Последняя фраза тоже только дань шутливому стилю. Чем-чем, а отвращением Кати к нему как к претенденту на ее руку он на самом деле задержку ответа не объяснял. «Потребовать сейчас решения от девушки, — писал он в июне Курту Мартенсу, который, как видно, советовал ему назначить ей ультимативный срок, — потребовать сейчас решения с мужской энергией значило бы, нам обоим на горе, вырвать у нее «нет», ибо «да», по всему необычному характеру своего развития, она еще не может заставить себя сказать.
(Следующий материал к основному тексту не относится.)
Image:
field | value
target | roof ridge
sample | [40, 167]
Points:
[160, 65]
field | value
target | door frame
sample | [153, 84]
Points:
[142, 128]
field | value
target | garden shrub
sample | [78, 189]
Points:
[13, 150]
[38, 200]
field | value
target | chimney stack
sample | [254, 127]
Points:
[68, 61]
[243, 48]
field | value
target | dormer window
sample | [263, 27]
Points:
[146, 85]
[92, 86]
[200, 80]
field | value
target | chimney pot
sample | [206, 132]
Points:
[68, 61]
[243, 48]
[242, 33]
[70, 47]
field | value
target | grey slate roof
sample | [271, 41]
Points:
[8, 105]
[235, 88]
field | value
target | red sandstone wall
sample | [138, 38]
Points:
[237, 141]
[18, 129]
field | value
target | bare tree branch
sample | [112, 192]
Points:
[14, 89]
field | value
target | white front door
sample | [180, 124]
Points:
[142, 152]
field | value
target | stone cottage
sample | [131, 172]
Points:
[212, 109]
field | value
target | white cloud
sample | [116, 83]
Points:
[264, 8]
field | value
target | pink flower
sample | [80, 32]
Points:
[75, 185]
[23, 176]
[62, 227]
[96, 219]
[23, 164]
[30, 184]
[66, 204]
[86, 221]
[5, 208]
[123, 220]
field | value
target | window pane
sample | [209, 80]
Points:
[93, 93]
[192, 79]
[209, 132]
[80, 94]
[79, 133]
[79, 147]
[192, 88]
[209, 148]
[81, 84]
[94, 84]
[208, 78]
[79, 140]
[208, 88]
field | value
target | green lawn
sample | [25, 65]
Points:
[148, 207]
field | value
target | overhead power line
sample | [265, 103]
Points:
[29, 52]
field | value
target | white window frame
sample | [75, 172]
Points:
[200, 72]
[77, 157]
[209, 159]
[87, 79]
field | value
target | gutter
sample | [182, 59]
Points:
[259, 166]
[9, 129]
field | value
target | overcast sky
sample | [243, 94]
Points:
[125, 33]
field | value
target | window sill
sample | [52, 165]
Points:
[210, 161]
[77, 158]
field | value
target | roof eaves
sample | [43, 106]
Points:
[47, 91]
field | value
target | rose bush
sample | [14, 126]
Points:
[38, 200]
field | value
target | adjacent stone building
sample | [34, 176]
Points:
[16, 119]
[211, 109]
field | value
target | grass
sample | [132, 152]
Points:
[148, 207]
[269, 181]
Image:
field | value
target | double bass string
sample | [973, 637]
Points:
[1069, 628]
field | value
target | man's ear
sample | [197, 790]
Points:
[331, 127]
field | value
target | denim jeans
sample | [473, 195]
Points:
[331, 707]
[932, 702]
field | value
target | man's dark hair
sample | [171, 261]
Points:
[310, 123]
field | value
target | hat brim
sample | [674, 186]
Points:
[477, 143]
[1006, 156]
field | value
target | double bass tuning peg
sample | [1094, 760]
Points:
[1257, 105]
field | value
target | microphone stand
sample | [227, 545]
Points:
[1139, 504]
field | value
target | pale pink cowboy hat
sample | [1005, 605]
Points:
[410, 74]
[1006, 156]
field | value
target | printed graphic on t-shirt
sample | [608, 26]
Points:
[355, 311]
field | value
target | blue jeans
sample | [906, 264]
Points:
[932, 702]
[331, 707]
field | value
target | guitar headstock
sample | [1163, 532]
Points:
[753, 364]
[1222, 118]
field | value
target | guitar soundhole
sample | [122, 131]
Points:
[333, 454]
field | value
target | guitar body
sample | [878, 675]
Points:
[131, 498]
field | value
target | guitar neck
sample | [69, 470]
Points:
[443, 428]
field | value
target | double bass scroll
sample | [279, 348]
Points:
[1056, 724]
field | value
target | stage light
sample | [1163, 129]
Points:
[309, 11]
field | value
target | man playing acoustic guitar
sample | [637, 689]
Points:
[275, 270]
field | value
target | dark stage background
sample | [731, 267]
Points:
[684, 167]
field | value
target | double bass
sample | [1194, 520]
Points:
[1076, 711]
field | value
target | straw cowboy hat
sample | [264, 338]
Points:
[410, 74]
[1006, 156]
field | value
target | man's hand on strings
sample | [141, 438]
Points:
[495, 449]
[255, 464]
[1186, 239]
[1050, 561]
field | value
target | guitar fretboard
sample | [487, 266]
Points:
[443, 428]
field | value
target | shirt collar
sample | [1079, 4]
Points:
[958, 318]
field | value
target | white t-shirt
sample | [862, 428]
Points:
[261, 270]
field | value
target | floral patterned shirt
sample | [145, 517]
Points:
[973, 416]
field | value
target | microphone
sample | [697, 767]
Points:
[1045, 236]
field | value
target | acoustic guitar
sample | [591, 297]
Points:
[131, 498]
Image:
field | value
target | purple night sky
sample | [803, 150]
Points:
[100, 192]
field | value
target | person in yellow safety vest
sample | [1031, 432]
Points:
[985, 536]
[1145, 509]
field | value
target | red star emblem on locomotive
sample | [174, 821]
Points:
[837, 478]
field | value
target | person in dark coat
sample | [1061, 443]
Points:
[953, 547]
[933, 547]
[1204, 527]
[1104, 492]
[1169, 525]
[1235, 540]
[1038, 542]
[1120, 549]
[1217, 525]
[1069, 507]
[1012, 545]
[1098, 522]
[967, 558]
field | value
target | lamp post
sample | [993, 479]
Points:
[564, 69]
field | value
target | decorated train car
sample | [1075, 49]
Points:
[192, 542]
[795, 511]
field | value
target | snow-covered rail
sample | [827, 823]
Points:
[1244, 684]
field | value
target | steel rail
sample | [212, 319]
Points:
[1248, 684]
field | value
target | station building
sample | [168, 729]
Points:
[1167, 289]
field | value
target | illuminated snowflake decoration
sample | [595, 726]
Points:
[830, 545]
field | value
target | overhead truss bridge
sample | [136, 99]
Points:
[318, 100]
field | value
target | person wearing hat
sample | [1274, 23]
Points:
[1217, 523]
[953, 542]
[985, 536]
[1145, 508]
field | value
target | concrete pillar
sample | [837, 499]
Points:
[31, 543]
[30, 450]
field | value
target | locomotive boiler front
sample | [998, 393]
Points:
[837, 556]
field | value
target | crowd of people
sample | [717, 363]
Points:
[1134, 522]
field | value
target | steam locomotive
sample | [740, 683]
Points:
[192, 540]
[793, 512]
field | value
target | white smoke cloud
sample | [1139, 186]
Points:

Поэтому изобразить оскорбленное мужское достоинство и махнуть на все рукой кажется мне верхом безвкусицы, покуда я смею думать, что этим я ей самой окажу дурную услугу. А основания так думать она мне дала». Это место из письма Мартенсу он почти буквально, вплоть до слов «нам обоим на горе» и «основания так думать она мне дала», процитировал без упоминания, разумеется, имени Мартенса в письме к Кате как отповедь некоему своему излишне прямолинейному другу. Правда, Мартенса он вежливо поблагодарил за совет и участие, а в письме к Кате открыл цитату словами «Не совал бы ты нос в дела, в которых не смыслишь», якобы тоже адресованными им непрошеному советчику. Мало того что он не сомневался в ее расположении к себе, он был в глубине души убежден, что в конце концов она и на его любовь ответит любовью. «Помните ли Вы, — обращается он к Кате, уже услыхав, по-видимому, долгожданное «да», — что я писал Вам однажды: живая и наивная вера говорит мне каким-то грубовато-простецким языком, что такие чувства, как мои к Вам, «в конце концов не могут пойти насмарку»? Не могут! Если им не противостоит действительная враждебность, отвращение или
Да, помолвка откладывалась из-за Катиной нерешительности, но когда читаешь его письма этой поры, когда сравниваешь его письма к брату с письмами к Кате, видишь, что сокровеннейшим источником тревоги, часто выводившей его теперь, как он сам отмечал, из рабочего состояния, были, в сущности, не отсрочки ответа, не Катина растерянность и уж, конечно, не недовольство профессора Прингсгейма, а сомнения художника, осознавшего пожизненность своего призвания.
Вправе ли он, прельстившись так называемым «счастьем», раз навсегда ввести свою жизнь в рамки ординарного пуританизма, вправе ли связать свое как-никак экстравагантное бытие с обязанностями мужа, а затем и отца? Вот как стоял для него вопрос, и вот в каком свете виделась ему ее нерешительность. По сути, его письма поры сватовства почти сплошь посвящены этому вопросу и в своей совокупности представляют собой аргументацию утвердительного ответа.
Богатство невесты как возможная помеха творчеству смущало его, пожалуй, меньше всего. «Богатства, — говорит он Генриху в том же письме, где рассказывает о прингсгеймовском рауте, — я не боюсь. Я никогда не работал из-за голода, а в последние годы ни в чем себе не отказывал, и уже теперь у меня больше денег, чем сумма, которой я мог бы сейчас найти применение».
Смущало его другое. «Глупенькая Катя, — пишет он ей в конце июня, — все еще болтающая вздор насчет «переоценки» и все еще утверждающая, что не сможет «быть для меня тем, чего я от нее жду»! Но ведь я же люблю Вас, господи боже мой, неужели Вы не понимаете, что это значит? Чего же тут еще ждать и чем еще «быть»? «Быть» Вы должны моей женой, сделав меня этим безумно счастливым и гордым!.. А «кем я Вас себе воображаю», значение, которое Вы имеете и будете иметь для моей жизни, это же мое дело, и для Вас никаких усилий и обязательств отсюда не вытекает! Глупенькая Катя! Говорить совершенно серьезно, что она — нет, в самом деле! — не стоит меня, это меня-то, который после каждой встречи испуганно спрашивает себя: «Соответствую ли я? Может ли она меня желать? Разве я не слишком неуклюж, не слишком лишен светскости, не слишком «поэт»?»